|
IMMIGRANTS
& EMPLOYMENT |
CALIFORNIA AND CONNECTICUT
APPROVE LAWS BENEFITING IMMIGRANT WORKERS
Immigrants' Rights Update, Vol. 15, No. 6, Oct. 8, 2001
In a victory for limited English-proficient (LEP) workers in California and Connecticut, two bills have recently been signed into law that should advance the employment rights of workers in these states as well as serve as model legislation for other states across the country.
On July 6, 2001, Governor John G. Rowland of Connecticut signed into law House Bill No. 6657, designed to provide information to LEP workers about their rights under Connecticut wage and hour and unemployment laws. "An Act Prohibiting Employment Exploitation of Immigrant Labor," enacted as Public Act No. 01-147, repeals Section 31-4 of the Connecticut General Statutes, which provided that the state labor commissioner could appoint special agents on a case-by-case basis to inform non-English-speaking workers, in those workers' own languages, of their rights. The new law strengthens that provision by specifically requiring the labor commissioner to produce and distribute printed materials describing the rights of immigrant and LEP workers in order to help such workers protect themselves from unfair exploitation by employers who, for example, might withhold wages owed the workers or commit other similar violations.
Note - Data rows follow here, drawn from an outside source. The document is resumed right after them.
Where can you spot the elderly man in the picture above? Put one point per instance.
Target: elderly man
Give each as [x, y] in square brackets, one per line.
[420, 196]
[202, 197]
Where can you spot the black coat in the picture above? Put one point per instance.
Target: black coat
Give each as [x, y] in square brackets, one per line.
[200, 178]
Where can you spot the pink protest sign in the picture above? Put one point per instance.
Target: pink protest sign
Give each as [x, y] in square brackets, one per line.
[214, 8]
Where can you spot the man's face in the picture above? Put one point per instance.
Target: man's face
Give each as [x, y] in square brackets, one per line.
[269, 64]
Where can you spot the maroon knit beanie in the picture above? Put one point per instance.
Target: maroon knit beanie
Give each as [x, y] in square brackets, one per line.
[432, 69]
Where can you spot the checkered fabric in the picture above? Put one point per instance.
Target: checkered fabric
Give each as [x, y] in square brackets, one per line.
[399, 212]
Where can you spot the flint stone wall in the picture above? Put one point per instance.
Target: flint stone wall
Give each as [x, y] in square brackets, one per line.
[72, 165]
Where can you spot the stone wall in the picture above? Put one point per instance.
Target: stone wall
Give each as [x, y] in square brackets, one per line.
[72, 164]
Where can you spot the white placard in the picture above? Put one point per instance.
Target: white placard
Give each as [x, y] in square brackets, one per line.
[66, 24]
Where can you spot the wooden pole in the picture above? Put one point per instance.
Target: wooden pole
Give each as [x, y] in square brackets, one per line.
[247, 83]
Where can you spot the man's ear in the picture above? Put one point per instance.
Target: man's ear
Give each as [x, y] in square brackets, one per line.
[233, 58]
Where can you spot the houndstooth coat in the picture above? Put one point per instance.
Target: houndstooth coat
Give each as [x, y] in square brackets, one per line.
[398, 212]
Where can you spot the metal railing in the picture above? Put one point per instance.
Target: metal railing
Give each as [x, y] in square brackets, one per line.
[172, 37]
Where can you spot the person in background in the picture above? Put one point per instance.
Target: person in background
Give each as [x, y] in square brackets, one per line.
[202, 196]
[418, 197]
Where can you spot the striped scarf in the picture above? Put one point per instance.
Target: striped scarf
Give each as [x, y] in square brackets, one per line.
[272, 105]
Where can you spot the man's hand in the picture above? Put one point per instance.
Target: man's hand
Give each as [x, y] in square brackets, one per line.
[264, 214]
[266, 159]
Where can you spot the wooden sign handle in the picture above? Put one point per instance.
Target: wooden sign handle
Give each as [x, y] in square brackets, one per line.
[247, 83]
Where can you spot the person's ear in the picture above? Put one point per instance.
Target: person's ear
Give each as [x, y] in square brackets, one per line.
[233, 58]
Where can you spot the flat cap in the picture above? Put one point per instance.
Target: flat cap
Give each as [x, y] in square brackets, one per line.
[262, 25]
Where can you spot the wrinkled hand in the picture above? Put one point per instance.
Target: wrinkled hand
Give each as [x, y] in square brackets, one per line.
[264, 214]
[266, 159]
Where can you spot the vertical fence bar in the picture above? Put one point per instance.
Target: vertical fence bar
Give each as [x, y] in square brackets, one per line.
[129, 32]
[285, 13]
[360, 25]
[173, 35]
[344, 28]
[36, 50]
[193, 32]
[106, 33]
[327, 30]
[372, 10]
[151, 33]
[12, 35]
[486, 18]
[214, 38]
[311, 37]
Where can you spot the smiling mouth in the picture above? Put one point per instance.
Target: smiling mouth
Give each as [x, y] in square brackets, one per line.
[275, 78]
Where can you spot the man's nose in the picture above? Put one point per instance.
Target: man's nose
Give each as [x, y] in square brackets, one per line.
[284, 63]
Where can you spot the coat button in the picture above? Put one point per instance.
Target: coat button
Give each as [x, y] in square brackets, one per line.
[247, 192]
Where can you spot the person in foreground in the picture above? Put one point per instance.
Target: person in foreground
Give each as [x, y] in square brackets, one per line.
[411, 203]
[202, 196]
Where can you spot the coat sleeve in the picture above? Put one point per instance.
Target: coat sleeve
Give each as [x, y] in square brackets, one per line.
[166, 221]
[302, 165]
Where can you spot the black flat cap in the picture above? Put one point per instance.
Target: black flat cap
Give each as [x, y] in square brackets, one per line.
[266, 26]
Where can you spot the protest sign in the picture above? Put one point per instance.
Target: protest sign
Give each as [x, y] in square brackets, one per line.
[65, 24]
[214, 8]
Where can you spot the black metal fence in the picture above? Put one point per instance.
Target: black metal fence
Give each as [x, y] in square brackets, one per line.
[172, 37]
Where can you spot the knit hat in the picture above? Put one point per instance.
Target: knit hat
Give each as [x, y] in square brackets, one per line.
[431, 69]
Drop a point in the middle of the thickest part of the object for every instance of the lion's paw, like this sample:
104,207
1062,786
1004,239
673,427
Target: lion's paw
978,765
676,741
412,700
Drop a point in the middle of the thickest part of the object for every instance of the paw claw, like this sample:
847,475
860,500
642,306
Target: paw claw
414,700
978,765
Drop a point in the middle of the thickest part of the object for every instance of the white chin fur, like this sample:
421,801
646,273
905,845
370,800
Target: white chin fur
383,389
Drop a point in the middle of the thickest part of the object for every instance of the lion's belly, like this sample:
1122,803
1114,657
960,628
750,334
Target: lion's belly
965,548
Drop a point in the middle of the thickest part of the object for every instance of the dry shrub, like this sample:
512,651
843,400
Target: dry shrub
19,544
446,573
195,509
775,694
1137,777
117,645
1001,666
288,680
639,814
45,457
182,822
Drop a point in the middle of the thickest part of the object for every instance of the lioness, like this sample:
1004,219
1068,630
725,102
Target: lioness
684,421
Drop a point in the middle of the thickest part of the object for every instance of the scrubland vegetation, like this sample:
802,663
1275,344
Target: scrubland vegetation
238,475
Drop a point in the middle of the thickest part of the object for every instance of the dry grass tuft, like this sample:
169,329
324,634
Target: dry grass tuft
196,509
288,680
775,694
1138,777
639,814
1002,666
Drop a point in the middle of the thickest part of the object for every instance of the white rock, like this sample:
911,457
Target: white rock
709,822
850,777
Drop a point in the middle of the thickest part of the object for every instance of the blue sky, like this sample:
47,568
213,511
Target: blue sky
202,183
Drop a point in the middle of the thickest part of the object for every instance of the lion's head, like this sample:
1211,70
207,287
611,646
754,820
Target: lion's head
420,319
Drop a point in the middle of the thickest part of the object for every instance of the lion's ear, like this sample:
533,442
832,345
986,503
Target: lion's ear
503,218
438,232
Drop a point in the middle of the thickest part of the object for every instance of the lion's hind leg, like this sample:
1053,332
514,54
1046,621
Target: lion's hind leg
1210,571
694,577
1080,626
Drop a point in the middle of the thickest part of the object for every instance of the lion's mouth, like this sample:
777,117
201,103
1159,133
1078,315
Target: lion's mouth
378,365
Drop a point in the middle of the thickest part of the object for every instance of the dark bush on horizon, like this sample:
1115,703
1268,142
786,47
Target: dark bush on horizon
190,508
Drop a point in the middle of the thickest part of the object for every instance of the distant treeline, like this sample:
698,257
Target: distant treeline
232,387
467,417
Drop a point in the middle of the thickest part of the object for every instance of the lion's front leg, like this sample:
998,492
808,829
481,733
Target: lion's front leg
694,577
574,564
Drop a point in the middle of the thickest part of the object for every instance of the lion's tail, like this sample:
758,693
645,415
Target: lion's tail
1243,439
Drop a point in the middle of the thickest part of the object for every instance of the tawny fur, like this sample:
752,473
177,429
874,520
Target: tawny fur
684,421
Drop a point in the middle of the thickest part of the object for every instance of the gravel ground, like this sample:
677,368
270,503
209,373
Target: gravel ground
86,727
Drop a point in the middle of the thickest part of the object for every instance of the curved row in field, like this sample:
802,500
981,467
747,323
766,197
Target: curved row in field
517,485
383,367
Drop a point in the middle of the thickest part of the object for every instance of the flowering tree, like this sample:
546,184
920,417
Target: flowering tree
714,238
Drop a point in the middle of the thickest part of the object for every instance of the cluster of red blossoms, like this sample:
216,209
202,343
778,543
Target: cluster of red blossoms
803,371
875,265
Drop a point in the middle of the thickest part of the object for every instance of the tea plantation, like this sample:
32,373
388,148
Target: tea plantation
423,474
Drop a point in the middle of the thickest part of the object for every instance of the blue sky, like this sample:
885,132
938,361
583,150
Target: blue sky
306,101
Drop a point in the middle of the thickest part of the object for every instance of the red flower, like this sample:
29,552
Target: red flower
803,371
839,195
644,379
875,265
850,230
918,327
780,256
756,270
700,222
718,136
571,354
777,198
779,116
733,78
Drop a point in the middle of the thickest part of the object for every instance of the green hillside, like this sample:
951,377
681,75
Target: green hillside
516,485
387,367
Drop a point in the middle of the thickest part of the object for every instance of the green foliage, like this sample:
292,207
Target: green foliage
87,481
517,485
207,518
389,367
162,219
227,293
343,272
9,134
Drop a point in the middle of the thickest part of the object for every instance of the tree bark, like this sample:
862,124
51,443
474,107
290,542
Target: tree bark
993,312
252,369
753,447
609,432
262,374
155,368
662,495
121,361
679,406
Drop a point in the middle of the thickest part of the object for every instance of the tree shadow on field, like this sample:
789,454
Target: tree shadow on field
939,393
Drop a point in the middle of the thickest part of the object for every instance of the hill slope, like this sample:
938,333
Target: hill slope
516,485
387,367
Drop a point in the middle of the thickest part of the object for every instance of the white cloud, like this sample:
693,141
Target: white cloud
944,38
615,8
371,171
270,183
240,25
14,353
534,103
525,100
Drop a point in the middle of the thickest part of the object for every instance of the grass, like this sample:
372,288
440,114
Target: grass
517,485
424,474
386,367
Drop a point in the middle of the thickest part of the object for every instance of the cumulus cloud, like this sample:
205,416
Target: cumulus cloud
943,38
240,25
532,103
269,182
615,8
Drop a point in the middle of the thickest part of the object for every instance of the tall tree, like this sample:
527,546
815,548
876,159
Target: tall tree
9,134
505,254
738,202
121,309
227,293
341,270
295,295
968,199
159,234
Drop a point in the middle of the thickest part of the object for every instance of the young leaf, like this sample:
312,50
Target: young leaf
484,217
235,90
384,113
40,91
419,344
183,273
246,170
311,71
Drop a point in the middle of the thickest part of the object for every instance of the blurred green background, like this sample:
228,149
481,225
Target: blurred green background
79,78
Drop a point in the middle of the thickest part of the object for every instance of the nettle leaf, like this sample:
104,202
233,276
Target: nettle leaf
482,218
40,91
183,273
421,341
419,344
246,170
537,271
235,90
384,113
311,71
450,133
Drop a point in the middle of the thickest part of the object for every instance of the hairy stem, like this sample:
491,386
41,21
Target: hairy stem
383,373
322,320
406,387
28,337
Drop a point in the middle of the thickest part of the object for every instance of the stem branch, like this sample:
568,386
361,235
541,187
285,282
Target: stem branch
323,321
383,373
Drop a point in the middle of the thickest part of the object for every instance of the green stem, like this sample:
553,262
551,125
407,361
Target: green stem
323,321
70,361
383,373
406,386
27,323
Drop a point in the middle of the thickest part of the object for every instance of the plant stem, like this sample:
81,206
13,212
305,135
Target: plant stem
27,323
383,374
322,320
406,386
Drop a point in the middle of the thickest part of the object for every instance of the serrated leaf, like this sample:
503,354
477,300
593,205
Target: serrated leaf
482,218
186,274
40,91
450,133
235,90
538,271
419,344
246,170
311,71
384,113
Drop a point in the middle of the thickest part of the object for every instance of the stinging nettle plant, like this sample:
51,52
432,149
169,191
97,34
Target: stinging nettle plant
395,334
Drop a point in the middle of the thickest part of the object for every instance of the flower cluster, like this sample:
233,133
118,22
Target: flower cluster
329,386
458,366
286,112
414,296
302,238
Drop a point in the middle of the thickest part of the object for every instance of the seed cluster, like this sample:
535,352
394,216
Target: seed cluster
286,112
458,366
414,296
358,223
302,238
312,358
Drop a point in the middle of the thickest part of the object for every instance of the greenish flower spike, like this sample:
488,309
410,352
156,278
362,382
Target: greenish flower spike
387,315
Public Act No. 01-147 states that the labor commissioner's educational materials must be printed in Spanish, French, and any other language determined to be spoken by a primary group of immigrant workers in Connecticut. The funds for these materials will come from a civil penalty of $300 per violation levied against employers who violate this law. Connecticut's new law went into effect on Oct. 1, 2001.
The California bill, which Governor Gray Davis signed into law on Sept. 12, 2001, provides LEP workers with limited protection against "English-only" rules-i.e., rules that require workers to speak only English while on the job or in the workplace. Assembly Bill No. 800 amends Section 12951 of the California Government Code, relating to employment discrimination, by providing that it is an unlawful employment practice for employers to institute an English-only rule unless (1) it is justified by a business necessity and (2) the employer notifies its workers of when and under which circumstances the English-only rule applies and what the consequences for violating the rule are. "Business necessity" is defined as "an overriding legitimate business purpose" that is necessary for the safe and efficient operation of the business. Such a necessity exists only when there is no lesser discriminatory alternative to the English-only restriction that would accomplish the same business purpose. The new law also sets forth a statement of legislative intent that this new law incorporates the California Constitution's protections against discrimination based on national or ethnic origin, while also acknowledging that, under California's constitution, English is the state's official language.